Eat what makes you feel happy and healthy because, in the end, it is your body and nobody else's.

When I was about 15 years old, I became a little too health-obsessed, to the point where I developed an eating disorder. I restricted my calories and ate a low-carb diet. I became extremely underweight and developed other health issues, such as almost being anemic. This was quite a dark time in my life, however, through familial support and a change in mindset, I was able to overcome my anorexia.

After being "cured" of my eating disorder, I still did not have a healthy relationship with food. I saw food as evil, for I believed food would make me fat. I did want to eat but did not want to gain weight. I began looking for different diets that would make me feel satisfied while allowing me to keep my belly flat; I happened to stumble upon the vegan diet. In particular, I stumbled upon Freelee's Youtube channel, in which she advertised the vegan diet as a magical diet in which one could eat as many carbs as one wanted while still remaining lean.

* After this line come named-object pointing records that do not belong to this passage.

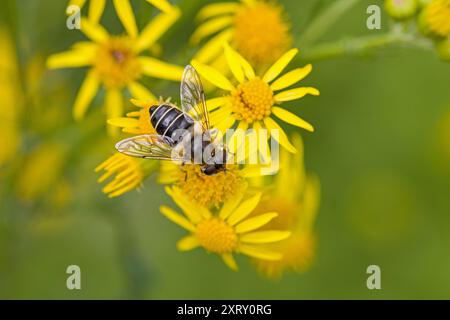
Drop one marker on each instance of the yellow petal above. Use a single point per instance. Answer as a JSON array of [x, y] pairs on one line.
[[255, 223], [126, 16], [291, 78], [217, 9], [158, 69], [162, 5], [260, 253], [210, 27], [236, 141], [244, 209], [194, 212], [281, 137], [96, 8], [296, 93], [211, 49], [291, 118], [188, 243], [140, 92], [265, 236], [219, 115], [177, 218], [87, 92], [248, 69], [213, 75], [234, 63], [94, 31], [279, 65], [121, 191], [156, 28], [78, 3], [230, 205], [114, 107], [226, 124], [69, 59], [229, 261], [215, 103]]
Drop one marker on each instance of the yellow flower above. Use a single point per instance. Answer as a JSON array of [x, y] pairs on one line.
[[252, 102], [435, 18], [256, 29], [295, 197], [116, 63], [123, 9], [11, 97], [136, 122], [128, 172], [41, 171], [228, 232]]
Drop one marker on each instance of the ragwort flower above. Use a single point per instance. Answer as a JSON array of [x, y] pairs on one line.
[[295, 197], [228, 232], [435, 18]]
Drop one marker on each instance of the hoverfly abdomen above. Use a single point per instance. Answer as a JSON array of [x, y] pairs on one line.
[[166, 119]]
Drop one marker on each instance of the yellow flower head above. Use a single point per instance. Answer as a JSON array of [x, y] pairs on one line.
[[208, 191], [11, 97], [116, 62], [253, 101], [128, 173], [257, 29], [42, 171], [136, 122], [436, 18], [229, 231], [295, 197], [123, 10]]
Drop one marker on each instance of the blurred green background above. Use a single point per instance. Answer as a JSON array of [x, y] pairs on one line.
[[381, 149]]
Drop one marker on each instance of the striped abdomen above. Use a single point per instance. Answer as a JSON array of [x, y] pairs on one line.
[[166, 118]]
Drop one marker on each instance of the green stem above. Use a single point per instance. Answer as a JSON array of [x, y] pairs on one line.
[[324, 21], [362, 45]]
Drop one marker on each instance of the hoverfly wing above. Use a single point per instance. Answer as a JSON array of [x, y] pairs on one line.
[[150, 146], [193, 97]]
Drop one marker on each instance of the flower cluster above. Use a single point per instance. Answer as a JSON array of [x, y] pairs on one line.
[[238, 210]]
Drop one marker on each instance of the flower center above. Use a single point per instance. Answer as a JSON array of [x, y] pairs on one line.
[[252, 100], [438, 17], [288, 213], [261, 34], [216, 236], [209, 191], [117, 64]]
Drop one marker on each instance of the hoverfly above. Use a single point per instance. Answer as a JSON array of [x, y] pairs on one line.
[[181, 134]]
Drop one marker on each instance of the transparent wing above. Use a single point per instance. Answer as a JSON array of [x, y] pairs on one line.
[[193, 97], [150, 146]]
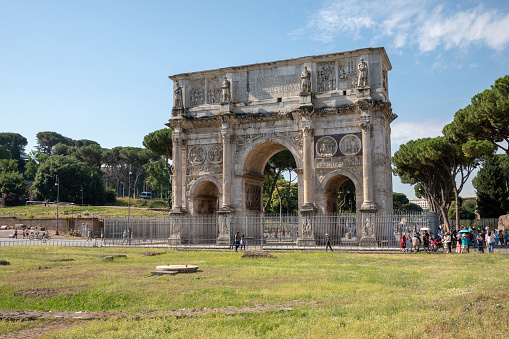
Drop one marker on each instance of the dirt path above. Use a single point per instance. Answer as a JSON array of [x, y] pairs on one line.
[[60, 320]]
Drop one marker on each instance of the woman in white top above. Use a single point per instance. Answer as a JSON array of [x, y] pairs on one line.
[[490, 240]]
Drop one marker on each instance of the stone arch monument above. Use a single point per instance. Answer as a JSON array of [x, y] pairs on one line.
[[332, 112]]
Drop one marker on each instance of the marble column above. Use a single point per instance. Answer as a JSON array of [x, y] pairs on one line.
[[177, 139], [226, 135], [307, 166], [368, 203]]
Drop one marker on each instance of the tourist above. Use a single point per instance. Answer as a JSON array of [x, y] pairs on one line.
[[416, 242], [465, 240], [425, 240], [458, 242], [447, 243], [437, 243], [480, 241], [490, 240], [242, 243], [409, 242], [237, 241], [327, 245]]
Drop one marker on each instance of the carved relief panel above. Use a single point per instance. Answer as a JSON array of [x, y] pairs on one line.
[[326, 76], [350, 144], [213, 90], [347, 74], [197, 155], [215, 154], [253, 197], [326, 147], [338, 145], [197, 92]]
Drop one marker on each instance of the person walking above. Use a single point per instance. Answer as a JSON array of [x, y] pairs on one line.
[[480, 241], [237, 241], [447, 243], [327, 245], [490, 240], [416, 242], [242, 243]]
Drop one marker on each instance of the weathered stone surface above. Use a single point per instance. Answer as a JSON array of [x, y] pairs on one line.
[[257, 254], [332, 112]]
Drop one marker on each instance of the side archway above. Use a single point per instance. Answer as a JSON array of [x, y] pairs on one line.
[[205, 195], [330, 185]]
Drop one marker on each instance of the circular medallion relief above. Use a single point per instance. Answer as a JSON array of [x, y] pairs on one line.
[[215, 154], [350, 144], [197, 155], [326, 147]]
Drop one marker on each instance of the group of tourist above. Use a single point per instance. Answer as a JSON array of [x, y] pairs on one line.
[[463, 241]]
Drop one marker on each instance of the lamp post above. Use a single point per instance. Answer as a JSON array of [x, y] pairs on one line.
[[129, 208], [57, 183]]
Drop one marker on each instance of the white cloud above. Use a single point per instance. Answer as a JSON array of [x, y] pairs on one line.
[[402, 132], [425, 25]]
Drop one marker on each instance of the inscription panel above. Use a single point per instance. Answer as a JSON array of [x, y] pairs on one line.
[[350, 161], [273, 83]]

And so, after watching countless of Youtube videos on veganism, I go vegan. I stop eating all animal products, even honey. I was a strict vegan. I would make a lot of my own foods because a lot of foods like granola bars, for example, have dairy or other animal products in them. I am not going to say I hated the vegan diet, or that I ever felt restricted because it was a wonderful experience that I would never take back. I learned that you can make good food without having to use animal products. I was vegan for about a year, and then I stopped.

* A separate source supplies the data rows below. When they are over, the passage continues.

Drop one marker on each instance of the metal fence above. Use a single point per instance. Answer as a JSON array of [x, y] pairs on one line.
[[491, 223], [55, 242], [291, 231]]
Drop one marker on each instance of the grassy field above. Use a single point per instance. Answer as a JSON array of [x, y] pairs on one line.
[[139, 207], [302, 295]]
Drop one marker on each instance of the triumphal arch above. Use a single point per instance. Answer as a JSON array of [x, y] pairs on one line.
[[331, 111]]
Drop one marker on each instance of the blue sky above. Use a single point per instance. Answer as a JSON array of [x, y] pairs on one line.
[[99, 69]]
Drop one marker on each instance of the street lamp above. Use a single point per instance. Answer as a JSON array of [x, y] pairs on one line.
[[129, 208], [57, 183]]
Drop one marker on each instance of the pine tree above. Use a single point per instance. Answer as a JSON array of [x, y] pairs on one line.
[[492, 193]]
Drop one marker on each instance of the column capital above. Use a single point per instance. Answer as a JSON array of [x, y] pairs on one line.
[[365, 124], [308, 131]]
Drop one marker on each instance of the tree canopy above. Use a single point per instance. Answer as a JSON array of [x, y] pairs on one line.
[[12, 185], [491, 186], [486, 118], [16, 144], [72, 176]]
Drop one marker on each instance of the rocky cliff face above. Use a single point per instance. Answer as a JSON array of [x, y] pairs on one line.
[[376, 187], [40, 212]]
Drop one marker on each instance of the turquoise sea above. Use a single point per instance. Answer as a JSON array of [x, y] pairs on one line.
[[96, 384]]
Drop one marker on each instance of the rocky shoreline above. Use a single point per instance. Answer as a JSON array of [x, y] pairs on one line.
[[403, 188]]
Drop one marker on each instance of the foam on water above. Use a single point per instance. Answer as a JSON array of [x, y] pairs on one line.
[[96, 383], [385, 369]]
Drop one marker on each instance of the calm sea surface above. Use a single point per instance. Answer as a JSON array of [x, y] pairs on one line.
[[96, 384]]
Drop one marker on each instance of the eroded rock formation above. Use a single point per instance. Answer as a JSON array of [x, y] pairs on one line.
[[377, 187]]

To be completely honest, I do not know why I stopped being vegan, but I just remember saying I just wanted to eat chicken again.

When I went back to being an omnivore, I noticed I gained a lot of weight and felt uglier and more lethargic. I did not like this feeling of feeling heavier without energy, however, I remained an omnivore.

It was not until I got to college that my diet would again change. In my dining hall, there is a lot of vegan and vegetarian options. When the options are available, it is difficult for me to resists them, since I naturally have a tendency to eat fewer animal products. Currently, I have not been eating meat, and only eat either fish or eggs. However, the majority of the time I eat tofu, fruit, vegetables, and rice. I also don't consume dairy products because they upset my stomach.

I like my new diet, and I used to want to label myself as a "vegan" or as being "dairy-free" however, I don't care about those labels anymore. I eat the foods I like; I eat foods that make me feel happy and healthy.

In addition, I eat whenever I get hungry. If it is midnight and I am studying for an exam, I will go buy some chips and eat them, because I am hungry or I will munch on an apple because I can.

So, that is my diet, my diet is eating the foods I like and eating them at whatever time I want. If you do happen to follow a strict diet, like a vegan diet, I do not shame you for it, I think the vegan diet is a great diet. On the other hand, if you love steak or hamburgers, I do not shame you for that either, at one point in my life, I also ate steak. My point is, eat what makes you feel happy and healthy because, in the end, it is your body and nobody else's.